During our tests, there was a downward angle of about 39 degrees in the orientation of the camera, but the orientation of the camera is adjustable. The data from the camera is processed by the NVIDIA JETSON XAVIER, an embedded computing board from NVIDIA as the image processing unit on the unmanned forest machine experiment platform. The JETSON is mounted in the computer area on the front part of the machine and connected to the camera by a USB 3.0 cable. Considering the subsequent image processing and computing power, as well as the requirements for image clarity and real-time, the output specification of the camera image was set to 720p, 15FPS. Related parameters for JETSON and the camera are shown in Table 1.

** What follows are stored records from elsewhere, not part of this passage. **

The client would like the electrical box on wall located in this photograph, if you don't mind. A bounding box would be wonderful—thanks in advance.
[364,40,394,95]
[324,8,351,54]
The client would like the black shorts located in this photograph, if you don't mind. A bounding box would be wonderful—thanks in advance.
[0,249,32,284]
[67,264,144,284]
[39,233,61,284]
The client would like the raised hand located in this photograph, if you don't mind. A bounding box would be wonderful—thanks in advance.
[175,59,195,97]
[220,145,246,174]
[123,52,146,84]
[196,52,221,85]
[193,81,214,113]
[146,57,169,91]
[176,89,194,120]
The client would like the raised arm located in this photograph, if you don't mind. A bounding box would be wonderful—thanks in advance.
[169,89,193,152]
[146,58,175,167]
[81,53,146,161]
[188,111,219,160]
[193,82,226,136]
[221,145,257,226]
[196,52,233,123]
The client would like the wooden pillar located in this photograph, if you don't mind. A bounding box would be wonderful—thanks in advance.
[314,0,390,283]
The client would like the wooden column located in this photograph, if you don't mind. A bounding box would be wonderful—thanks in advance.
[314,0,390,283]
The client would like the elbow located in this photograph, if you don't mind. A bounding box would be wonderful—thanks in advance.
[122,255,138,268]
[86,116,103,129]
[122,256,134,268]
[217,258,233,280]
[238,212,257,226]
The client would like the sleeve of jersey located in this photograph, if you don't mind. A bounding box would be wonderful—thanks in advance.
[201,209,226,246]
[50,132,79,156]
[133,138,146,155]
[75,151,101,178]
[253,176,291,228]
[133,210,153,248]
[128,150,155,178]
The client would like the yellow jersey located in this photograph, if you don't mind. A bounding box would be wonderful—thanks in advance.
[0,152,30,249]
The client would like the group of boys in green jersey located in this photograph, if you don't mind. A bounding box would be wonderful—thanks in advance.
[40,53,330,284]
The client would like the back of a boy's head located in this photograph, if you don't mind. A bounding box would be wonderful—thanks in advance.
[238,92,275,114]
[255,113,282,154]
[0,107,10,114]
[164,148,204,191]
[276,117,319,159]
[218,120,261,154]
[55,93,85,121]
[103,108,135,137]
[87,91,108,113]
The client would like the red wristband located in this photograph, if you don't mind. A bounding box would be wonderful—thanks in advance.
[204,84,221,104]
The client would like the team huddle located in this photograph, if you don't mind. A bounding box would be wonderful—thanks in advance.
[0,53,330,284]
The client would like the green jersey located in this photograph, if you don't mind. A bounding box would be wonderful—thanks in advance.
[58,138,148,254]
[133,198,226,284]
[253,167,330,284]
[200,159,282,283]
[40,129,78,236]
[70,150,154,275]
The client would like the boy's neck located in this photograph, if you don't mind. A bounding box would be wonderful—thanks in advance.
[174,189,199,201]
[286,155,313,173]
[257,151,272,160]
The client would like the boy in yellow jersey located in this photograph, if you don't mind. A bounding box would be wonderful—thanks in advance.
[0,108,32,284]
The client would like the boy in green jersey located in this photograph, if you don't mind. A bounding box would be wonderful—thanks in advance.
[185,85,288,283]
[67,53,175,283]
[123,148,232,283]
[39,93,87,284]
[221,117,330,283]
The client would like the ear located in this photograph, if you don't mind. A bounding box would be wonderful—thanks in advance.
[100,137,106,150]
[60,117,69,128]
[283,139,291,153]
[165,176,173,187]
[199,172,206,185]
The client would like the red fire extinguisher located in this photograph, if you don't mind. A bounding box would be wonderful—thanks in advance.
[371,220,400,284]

Table 1 Technical specifications and running parameters of Zed2 and JETSON

RUNNING PARAMETERS OF Zed2 CAMERA
Video Mode	720p
FPS	15
Depth Resolution	Native video resolution
Depth Range	0.2 – 20 m 1
Depth FOV	110° (H) x 70° (V) x 120° (D) max. 1
TECHNICAL SPECIFICATIONS OF NVIDIA JETSON AGX XAVIER Developer Kit
GPU	512-core NVIDIA Volta™ GPU with 64 Tensor cores
CPU	8-core ARM® v8.2 64-bit CPU, 8MB L2 + 4MB L3
1 According to the official product parameters

2.2 Software Implementation

The JETSON XAVIER minicomputer is running on Ubuntu 18.04 LTS, and the Robot Operating System (ROS) was selected and installed as a software framework for the system. ROS is a set of open-source software libraries and tools that help users build robot applications. We use ROS as our software architecture because we focus on its highly customizable message definition and transceiver mechanism, with flexible calling and running of user-custom functional scripts. This allows us to complete the reception of the camera signal in ROS and publish output results in a custom data format to be processed in any other part of the ROS infrastructure.

2.3 System-Wide Workflow

The vision system uses a stereo camera as imaging sensor and a JETSON as computing unit, which is the core to realize automatic detection, positioning, and angle analysis of target objects. It is part of the entire automated forest machine platform. In Fig. 4 and Fig. 5, the structure of the vision system part and the whole automatic forest machine platform are depicted.

Fig. 4 Structure of the vision system for detecting, locating and estimating the angle and position of target logs, as well as conducting robot localization

Fig. 5 Architecture of unmanned forest machine experiment platform

The unmanned forest machine experiment platform is the carrying platform and executing mechanism for verifying the constructed log detection, positioning and angle estimation system. The platform receives the output signal and carries out corresponding actions on the basis of the output signal from the vision system, and realizes the final actions of the end-effector.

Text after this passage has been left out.